Time to Start Thinking Like a Bear?
The Dow Jones Industrial Average and the S&P 500 have both been on herculean rolls, hitting new high after new high, in spite of the underlying economic indicators. While the Dow Jones is reaching for the stars near 14,825 and the S&P 500 is running in step at 1,585, the corporate numbers don’t seem to add up.
Despite the euphoria, the International Monetary Fund (IMF) is expected to cut its estimate for U.S. gross domestic product (GDP) growth in 2013 to 1.7% from the previously forecasted two percent. Global growth was also revised downward to 3.4% for 2013, compared to the original 3.5% estimate. (Source: York, P., “IMF leak points to cut in growth forecasts,” IFA Magazine April 12, 2013.)
U.S. consumers, the nation’s economic engine, are becoming increasingly pessimistic about the country’s outlook. Consumer confidence fell from 78.6 in March to 72.3 in April—its lowest level since July 2012. Economists were expecting consumer confidence to increase to 79.0, suggesting Wall Street is a little out of touch with how the average American is faring. (Source: Smialek, J., “Consumer Sentiment in U.S. Declines to a Nine-Month Low,” Bloomberg, April 12, 2013.)
Not surprisingly, U.S. retail sales also fell 0.4% in March, the second decline in three months and the largest drop in nine months. Once again, economists missed the mark, expecting sales to be flat. Americans cinched their pockets tighter at gas stations, department stores, and electronics and appliance retailers. Auto sales also dropped. (Source: Kowalski, A., “Retail Sales in U.S. Decline by Most in Nine Months,” Bloomberg, April 13, 2013.)
Economists may be calling for an indefinite number of blue skies, but S&P 500 corporations are a little wary.
April marks the start of first-quarter earnings season, and things are not looking rosy. Of the companies on the S&P 500, 78% have issued negative earnings-per-share (EPS) guidance—significantly above the five-year average of 61%. If the overall number is negative, it will mark the second time in the past three quarters that the index has reported a year-over-year decline in EPS. More specifically, four of the 10 sectors are expecting to report a first-quarter earnings decrease. (Source: “Does Alcoa set the tone for Earnings Season?,” FactSet, April 5, 2013.)

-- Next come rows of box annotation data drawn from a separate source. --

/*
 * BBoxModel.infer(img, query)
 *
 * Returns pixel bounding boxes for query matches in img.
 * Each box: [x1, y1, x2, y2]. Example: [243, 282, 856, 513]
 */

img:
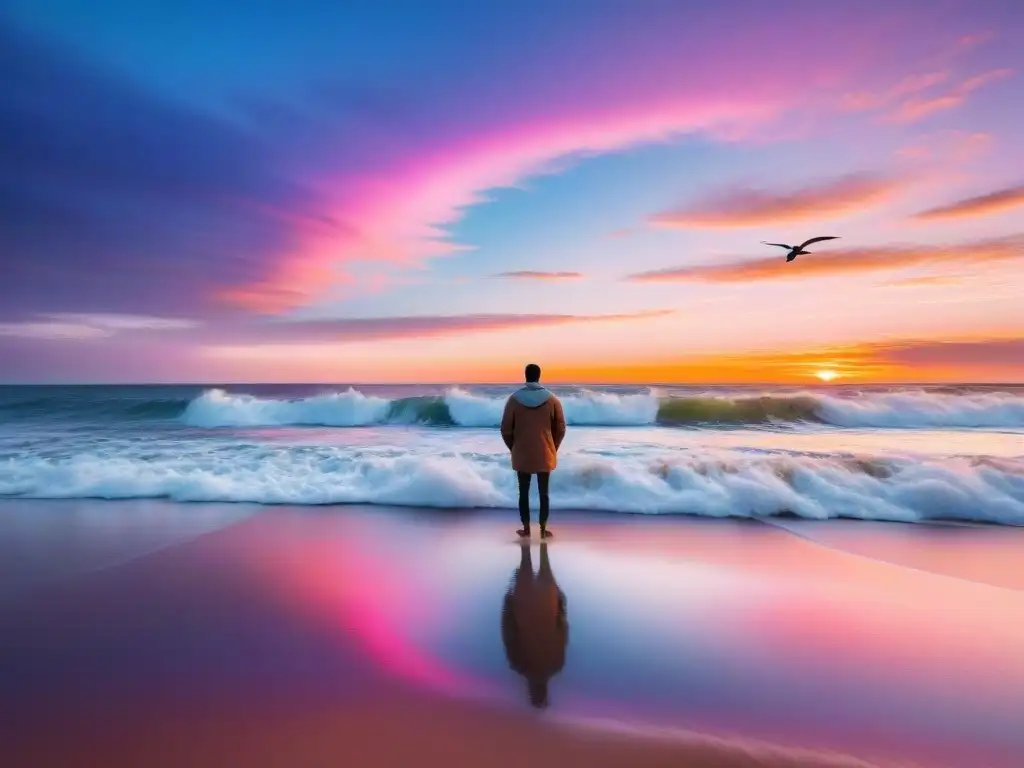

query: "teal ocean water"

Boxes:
[0, 385, 1024, 525]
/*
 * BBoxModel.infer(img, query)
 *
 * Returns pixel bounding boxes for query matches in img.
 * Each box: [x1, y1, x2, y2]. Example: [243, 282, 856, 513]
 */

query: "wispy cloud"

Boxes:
[840, 72, 949, 112]
[896, 130, 995, 164]
[246, 309, 674, 342]
[912, 184, 1024, 221]
[884, 69, 1013, 124]
[864, 337, 1024, 370]
[490, 269, 584, 280]
[0, 312, 200, 341]
[650, 174, 904, 228]
[626, 236, 1024, 283]
[884, 274, 964, 288]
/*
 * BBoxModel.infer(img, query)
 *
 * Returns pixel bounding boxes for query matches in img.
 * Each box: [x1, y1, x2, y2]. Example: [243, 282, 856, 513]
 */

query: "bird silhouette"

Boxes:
[761, 234, 839, 262]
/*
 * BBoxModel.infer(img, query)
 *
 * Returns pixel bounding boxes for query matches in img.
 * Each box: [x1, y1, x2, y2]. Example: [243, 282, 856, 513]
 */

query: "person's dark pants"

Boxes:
[516, 472, 551, 528]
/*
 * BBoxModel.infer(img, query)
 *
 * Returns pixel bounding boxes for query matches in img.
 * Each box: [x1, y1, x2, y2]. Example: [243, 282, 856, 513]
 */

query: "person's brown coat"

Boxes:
[502, 388, 565, 474]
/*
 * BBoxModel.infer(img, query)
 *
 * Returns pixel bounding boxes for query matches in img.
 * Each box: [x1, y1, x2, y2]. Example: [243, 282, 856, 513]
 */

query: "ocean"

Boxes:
[0, 385, 1024, 525]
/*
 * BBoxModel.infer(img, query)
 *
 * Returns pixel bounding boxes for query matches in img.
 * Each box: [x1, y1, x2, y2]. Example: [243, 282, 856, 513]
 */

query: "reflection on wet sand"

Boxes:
[502, 543, 569, 709]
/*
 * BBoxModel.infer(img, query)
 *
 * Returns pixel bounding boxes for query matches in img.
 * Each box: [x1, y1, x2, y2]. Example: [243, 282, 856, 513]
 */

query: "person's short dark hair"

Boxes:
[527, 680, 548, 710]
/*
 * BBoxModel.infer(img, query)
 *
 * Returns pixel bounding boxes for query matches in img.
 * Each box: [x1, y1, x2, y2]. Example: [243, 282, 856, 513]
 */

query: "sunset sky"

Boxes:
[0, 0, 1024, 383]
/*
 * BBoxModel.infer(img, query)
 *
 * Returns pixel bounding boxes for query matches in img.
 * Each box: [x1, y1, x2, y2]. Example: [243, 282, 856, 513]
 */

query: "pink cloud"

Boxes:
[240, 309, 673, 343]
[490, 269, 584, 280]
[840, 72, 949, 112]
[896, 131, 994, 163]
[885, 69, 1013, 123]
[214, 9, 929, 312]
[913, 184, 1024, 221]
[650, 174, 902, 228]
[627, 236, 1024, 283]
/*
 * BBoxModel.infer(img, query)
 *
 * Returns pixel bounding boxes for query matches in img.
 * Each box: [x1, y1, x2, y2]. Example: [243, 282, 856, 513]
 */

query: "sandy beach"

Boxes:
[0, 501, 1024, 767]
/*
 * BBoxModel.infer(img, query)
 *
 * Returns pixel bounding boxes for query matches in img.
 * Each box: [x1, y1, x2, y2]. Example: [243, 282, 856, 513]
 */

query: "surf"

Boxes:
[180, 387, 1024, 429]
[0, 440, 1024, 525]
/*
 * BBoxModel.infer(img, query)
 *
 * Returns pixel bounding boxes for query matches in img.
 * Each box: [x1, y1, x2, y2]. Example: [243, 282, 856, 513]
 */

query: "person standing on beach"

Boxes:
[502, 362, 565, 539]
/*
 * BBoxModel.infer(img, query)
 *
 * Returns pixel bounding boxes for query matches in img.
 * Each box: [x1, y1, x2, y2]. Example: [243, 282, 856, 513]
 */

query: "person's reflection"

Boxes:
[502, 542, 569, 708]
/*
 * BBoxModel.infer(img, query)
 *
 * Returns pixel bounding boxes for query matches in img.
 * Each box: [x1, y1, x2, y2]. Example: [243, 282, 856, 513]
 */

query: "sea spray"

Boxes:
[0, 440, 1024, 525]
[180, 387, 1024, 429]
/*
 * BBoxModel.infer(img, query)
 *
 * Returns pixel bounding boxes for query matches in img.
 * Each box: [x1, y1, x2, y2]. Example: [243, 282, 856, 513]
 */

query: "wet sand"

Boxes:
[0, 502, 1024, 767]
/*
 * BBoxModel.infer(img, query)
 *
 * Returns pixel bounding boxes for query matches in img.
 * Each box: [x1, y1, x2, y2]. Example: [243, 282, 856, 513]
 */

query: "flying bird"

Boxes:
[761, 236, 839, 262]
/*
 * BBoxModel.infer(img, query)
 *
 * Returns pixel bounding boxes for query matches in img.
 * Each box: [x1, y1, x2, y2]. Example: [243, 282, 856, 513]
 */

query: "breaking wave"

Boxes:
[0, 440, 1024, 525]
[181, 388, 1024, 429]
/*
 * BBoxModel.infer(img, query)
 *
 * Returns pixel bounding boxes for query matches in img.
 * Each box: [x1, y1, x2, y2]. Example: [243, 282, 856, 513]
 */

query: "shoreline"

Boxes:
[0, 501, 1024, 768]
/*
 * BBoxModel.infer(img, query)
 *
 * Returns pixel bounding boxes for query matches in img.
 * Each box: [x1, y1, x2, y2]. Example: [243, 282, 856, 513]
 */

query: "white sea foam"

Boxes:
[815, 391, 1024, 428]
[181, 388, 1024, 429]
[0, 441, 1024, 525]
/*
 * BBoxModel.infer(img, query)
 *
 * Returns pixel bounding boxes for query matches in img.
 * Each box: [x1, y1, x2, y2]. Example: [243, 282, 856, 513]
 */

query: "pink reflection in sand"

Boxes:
[214, 519, 490, 696]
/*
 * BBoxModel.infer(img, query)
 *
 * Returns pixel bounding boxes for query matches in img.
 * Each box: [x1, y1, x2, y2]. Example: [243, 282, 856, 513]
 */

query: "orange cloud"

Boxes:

While investors are shrugging off the negative numbers, the S&P corporations aren’t. Overall, 86 companies have issued negative EPS guidance, while 24 companies have issued positive EPS guidance. Negative outlooks are outpacing the positive outlooks at a ratio of 3.58:1—the highest negative outlook ratio in seven years.
Where should investors looking to increase their retirement portfolio turn to in these economically challenged topsy-turvy times? One of the best ways to beat a bear market is with a bear market exchange-traded fund (ETF).
The ProShares UltraPro Short S&P500 (NYSEArca/SPXU) seeks a return that corresponds to three-times the inverse (-3x) of the daily performance of the S&P 500. With the S&P 500 trading at record highs, it shouldn’t be a surprise to see this ETF trading at record lows.
The ProShares UltraShort Dow30 (NYSEArca/DXD) seeks daily investment results that correspond to two-times the inverse (-2x) of the daily performance of the Dow Jones Industrial Average.
We all know the markets go through regular cycles—they grow and retrace. Historically, the U.S. experiences an economic slowdown every four to six years. The current bull market is now in its fifth year. With Wall Street looking increasingly fragile, it’s important to remember that with the economic ebb and flows, the markets have never failed to rebound.